Saturday, February 18, 2012

A note on char* initialization

Again it is not something new :). Only thing is that I observed it recently. We can initialize a char* pointer with a constant string even after declaration. The restriction is of-course you cannot modify the content of pointer.

So what is the point. gcc puts the constant strings under read only section of data segment. Consider the example:

int main()
{
        char* str;
        str = "It is me";
        printf("%s\n", str);
}


If you think above code results in segmentation fault, nope. It works fine. So how does output look like

nandakumar@HERAMBA:~$ gcc test.c -o test
nandakumar@HERAMBA:~$ ./test
It is me

So how does gcc manage it. Here is snipped assembly output.

nandakumar@HERAMBA:~$ gcc -S test.c
nandakumar@HERAMBA:~$ head -5 test.s
    .file    "test.c"
    .section    .rodata
.LC0:
    .string    "It is me"
    .text

      
<snip>

You can even do this. It works great

int main()
{
        char* str;
        str = "It is me";
        printf("%s\n", str);
        str = "It is me again :-)";
        printf("%s\n", str);
}


Here is output:

nandakumar@HERAMBA:~$ gcc test.c -o test
nandakumar@HERAMBA:~$ ./test
It is me
It is me again :-)


So the data gets stored in read-only section of text segment and the pointer str points to the location in rodata. In second example you have two entries in rodata section.

nandakumar@HERAMBA:~$ gcc -S test.c
nandakumar@HERAMBA:~$ head -6 test.s
    .file    "test.c"
    .section    .rodata
.LC0:
    .string    "It is me"
.LC1:
    .string    "It is me again :-)"


Can I modify. Not at all. How can you modify rodata :-). It even does make sense the compiler puts it in read only section of text segment since we do not want to mess up with memory. Here is sample

int main()
{
        char* str;
        str = "It is me";
        printf("%s\n", str);
        str = "It is me again :-)";
        printf("%s\n", str);

        str[0] = 'P';
        printf("%s\n", str); /* Get LOST!! */
}


nandakumar@HERAMBA:~$ gcc test.c -o test
nandakumar@HERAMBA:~$ ./test
It is me
It is me again :-)
Segmentation fault


Note that having more constant strings bloats the executable size. Also be careful not to modify the contents. How can you make more precise about rodata? Consider this case

int main()
{
        char* str;
        str = "It is me";
        printf("str address is %p and content \"%s\"\n", str, str);
}


The output:

nandakumar@HERAMBA:~$ gcc test.c -o test
nandakumar@HERAMBA:~$ ./test
str address is 0x80484f0 and content "It is me"

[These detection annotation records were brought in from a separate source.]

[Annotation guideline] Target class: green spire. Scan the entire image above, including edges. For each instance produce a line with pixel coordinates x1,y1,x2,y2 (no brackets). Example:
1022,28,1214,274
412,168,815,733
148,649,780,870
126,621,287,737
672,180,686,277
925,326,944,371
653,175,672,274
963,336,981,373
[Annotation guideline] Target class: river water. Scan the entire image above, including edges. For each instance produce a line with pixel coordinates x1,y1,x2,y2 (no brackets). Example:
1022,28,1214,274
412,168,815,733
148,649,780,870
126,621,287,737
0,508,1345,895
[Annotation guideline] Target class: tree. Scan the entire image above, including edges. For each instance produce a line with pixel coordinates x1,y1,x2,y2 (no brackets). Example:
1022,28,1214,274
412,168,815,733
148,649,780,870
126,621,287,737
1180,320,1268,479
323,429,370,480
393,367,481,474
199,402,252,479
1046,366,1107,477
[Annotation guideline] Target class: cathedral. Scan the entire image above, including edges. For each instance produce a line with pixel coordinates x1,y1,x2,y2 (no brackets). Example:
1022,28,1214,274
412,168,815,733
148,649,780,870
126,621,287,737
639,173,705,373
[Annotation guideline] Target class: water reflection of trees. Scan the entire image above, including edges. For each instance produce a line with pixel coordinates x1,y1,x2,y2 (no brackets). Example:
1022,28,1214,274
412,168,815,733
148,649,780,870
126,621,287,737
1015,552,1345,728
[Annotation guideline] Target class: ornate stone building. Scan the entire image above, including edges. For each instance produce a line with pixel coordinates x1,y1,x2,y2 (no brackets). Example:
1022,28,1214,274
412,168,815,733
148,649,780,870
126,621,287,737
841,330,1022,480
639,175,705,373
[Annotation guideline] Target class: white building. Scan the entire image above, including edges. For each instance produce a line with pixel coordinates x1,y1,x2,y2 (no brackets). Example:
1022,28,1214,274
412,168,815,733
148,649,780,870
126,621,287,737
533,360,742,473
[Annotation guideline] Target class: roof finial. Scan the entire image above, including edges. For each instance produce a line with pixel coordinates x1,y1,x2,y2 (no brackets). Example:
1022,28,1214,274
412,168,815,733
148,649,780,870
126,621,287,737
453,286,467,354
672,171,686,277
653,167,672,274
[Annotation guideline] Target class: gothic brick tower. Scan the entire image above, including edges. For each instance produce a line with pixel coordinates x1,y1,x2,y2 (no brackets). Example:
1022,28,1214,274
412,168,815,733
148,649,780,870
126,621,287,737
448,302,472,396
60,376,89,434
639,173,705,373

The snipped version of objdump

nandakumar@HERAMBA:~$ objdump -D test

<snip>

Disassembly of section .rodata:

080484e8 <_fp_hw>:
 80484e8:    03 00                    add    (%eax),%eax
    ...

080484ec <_IO_stdin_used>:
 80484ec:    01 00                    add    %eax,(%eax)
 80484ee:    02 00                    add    (%eax),%al
 80484f0:    49                       dec    %ecx
 80484f1:    74 20                    je     8048513 <_IO_stdin_used+0x27>
 80484f3:    69 73 20 6d 65 00 25     imul   $0x2500656d,0x20(%ebx),%esi
 80484fa:    70 2d                    jo     8048529 <_IO_stdin_used+0x3d>
 80484fc:    25                       .byte 0x25
 80484fd:    73 0a                    jae    8048509 <_IO_stdin_used+0x1d>
    ... 


<snip>

The virtual memory location 0x80484f0 points to "It is me" (ignore the disassembled output). Note that the VM address may change every time you run.

That is it. I know you are feeling such silly thing but new for me. Leave your suggestions too!

Note:
1) Skipped C headers in code.
2) All codes were tested in Linux box and gcc compiler.
3) You can even run Valgrind to check sanity of code.

Small Correction: Earlier it was mentioned as read only data segment, however it is read only section of text segment. My apologies for mistake :-). Corrections are made at appropriate locations of write-up.